Which is why Angela Hartnett's Murano is probably the best place we could possibly choose to celebrate our fifth wedding anniversary. (And my birthday.) Though Hartnett is best known as an Italian chef, the truth is that Murano's Michelin-starred menu brings us a culinary utopia where influences from Paris to Palermo come together to create the perfect fusion cuisine. Mr. Bencard feels French. The former Miss Ferrara feels Italian. Both are very happy.

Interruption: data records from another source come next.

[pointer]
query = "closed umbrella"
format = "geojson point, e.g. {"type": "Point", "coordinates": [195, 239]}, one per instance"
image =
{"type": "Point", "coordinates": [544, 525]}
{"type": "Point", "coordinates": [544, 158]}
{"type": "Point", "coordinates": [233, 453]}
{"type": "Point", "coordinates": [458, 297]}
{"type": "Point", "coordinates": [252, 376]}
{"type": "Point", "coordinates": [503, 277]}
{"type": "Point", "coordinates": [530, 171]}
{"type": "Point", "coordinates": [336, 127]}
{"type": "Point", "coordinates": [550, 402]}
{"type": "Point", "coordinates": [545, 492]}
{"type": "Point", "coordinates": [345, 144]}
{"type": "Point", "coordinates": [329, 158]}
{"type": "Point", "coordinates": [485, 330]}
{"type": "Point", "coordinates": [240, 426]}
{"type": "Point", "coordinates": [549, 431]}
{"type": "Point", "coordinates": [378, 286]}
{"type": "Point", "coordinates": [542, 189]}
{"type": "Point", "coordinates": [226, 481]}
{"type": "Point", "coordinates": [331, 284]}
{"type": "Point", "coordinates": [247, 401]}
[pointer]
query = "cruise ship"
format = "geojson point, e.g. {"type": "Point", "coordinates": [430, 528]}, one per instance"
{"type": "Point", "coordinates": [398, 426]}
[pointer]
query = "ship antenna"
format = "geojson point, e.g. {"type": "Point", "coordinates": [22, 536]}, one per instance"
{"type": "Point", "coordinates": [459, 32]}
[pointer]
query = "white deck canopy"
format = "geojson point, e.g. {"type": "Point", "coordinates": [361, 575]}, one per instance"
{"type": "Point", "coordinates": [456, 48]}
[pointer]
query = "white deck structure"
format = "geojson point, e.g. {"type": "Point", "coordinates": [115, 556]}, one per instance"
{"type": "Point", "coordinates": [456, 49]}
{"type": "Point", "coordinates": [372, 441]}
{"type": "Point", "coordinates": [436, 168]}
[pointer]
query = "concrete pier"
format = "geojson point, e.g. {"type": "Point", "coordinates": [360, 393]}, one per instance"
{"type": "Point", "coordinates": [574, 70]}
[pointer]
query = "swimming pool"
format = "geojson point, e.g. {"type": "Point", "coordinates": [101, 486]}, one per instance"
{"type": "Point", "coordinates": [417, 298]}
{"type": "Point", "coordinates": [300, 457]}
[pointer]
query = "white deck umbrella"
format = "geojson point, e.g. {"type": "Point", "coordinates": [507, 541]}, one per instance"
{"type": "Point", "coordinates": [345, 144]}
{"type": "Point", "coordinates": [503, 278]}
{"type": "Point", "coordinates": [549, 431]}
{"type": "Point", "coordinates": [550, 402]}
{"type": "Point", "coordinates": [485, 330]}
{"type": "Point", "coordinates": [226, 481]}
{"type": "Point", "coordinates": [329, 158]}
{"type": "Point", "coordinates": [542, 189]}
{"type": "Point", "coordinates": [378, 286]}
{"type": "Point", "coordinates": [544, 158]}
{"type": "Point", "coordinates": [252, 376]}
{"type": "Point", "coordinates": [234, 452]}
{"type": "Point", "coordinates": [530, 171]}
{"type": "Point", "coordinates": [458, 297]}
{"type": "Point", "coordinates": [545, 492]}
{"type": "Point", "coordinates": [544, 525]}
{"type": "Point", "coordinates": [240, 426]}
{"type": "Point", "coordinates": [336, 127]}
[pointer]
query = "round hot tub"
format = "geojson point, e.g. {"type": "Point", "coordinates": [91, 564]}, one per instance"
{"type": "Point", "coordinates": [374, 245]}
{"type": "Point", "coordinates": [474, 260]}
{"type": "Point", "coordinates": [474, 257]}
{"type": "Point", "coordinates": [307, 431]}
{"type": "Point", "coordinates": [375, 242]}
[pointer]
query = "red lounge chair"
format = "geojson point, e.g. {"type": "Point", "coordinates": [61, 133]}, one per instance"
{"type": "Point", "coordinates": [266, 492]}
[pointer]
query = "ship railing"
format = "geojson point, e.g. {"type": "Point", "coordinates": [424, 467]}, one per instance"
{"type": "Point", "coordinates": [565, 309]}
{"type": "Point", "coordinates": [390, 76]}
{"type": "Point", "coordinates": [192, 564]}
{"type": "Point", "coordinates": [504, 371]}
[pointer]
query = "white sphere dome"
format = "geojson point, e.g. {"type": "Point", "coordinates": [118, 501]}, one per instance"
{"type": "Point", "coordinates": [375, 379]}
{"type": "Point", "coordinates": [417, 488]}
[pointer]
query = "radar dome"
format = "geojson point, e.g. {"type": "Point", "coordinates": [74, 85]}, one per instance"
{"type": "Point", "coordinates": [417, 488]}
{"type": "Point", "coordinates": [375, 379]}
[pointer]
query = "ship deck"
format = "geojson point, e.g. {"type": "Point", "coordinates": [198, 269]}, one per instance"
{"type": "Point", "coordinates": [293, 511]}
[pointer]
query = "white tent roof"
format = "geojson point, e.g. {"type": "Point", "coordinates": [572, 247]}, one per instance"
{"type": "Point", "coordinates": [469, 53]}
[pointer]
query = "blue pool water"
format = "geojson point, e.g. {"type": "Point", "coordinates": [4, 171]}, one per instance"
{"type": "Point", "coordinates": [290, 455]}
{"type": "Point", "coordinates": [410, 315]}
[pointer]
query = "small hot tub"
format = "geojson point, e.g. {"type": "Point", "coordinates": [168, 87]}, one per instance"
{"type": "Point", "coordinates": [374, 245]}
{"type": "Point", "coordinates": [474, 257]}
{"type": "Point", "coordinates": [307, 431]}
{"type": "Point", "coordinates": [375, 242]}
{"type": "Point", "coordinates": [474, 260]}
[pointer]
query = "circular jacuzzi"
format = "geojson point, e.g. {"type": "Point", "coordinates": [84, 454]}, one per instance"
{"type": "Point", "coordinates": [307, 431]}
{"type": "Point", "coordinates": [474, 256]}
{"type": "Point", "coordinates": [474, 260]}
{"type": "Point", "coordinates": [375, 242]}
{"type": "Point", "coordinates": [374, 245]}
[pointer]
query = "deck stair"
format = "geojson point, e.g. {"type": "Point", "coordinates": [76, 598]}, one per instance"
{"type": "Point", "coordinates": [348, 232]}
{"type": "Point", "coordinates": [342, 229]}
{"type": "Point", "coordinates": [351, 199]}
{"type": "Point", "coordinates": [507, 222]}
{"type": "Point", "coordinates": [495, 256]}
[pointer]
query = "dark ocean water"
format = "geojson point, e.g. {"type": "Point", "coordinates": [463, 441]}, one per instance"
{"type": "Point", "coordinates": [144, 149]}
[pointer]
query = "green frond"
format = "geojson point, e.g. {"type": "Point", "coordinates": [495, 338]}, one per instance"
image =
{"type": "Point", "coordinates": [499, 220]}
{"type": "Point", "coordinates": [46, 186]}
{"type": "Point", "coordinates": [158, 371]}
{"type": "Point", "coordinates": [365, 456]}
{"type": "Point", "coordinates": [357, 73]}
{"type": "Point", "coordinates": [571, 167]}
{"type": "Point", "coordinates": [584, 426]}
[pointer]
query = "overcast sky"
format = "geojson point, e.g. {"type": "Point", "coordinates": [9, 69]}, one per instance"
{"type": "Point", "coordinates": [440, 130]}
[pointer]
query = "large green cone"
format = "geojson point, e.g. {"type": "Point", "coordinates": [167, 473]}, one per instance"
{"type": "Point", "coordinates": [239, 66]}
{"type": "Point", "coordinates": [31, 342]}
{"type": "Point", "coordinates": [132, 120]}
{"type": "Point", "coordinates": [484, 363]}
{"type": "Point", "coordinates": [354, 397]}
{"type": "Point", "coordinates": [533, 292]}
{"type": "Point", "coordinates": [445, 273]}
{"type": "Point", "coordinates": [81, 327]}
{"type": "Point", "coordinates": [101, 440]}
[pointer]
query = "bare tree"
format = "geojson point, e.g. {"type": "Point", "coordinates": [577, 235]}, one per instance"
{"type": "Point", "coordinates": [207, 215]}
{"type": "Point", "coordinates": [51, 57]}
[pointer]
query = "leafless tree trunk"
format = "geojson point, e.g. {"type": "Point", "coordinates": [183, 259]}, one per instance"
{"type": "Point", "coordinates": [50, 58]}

I started with rabbit tortellini in one of those light but flavour-packed sauces that demands you use a bit of bread to mop up every bit. (One of the earliest life lessons taught to me by my revered Sicilian grandfather. No wonder I've always had a weight problem.) Piers admittedly won the contest on this course with a salmon tartare that was exceptionally balanced, with rich fish, creamy dressing, crunchy veg and citric fruit combining to deliver a sunny Mediterranean afternoon on a plate. I wouldn't have traded, however, as I would have missed out on the Valpolicella that proves you can have light red that's also mellow and fruity. (Made by Italians, naturally.)
On to artichoke heart served with a blue cheese croquette. This tiny plate exemplified how fine dining can actually be Weight Watchers-friendly. Just a quarter of the heart, with a croquette the size of the top half of your thumb, yet packed with enough flavour to power a dish four times its size. It was a course meant for cutting up into tiny slivers, savouring each one with a rather bizarre wine from Slovenia that was overly-minerally on its own but a perfect match for the notoriously hard-to-pair ingredients. Piers, meanwhile, was blissfully ensconced in a crab salad and a glass of Reisling.
We split the cote de boef for our main. (This has a supplemental charge.) A dish to make me weep for all the vegetarians in the world. Simple, perfectly cooked, carved off the bone at the table. Perfection.
Though Murano has a fascinating wine list, we let the sommelier put together a wine flight for us. This is a great option, as she pairs the right wine for each individual dish, and we found every choice to be flawless. Note, however, that the "about" £45 each is quite flexible, especially when you choose to have a second glass of the extraordinarily tasty St. Emillion she chose for the beef.

As if to drive that point home, the petit four arrived. Squares of palate-cleansing quince jelly and cannoli the size of your pinkie. "Delicious," I said dubiously of the frothy citric concoction inside, " but not really cannoli cream."
"So much better than those heavy door stops you made me eat at Missouri baking," he insisted. "Light pastry, subtle filling ... they've made them French!"
I decided not to argue. In marriage as in restaurants, fusion and compromise bring out the best in us.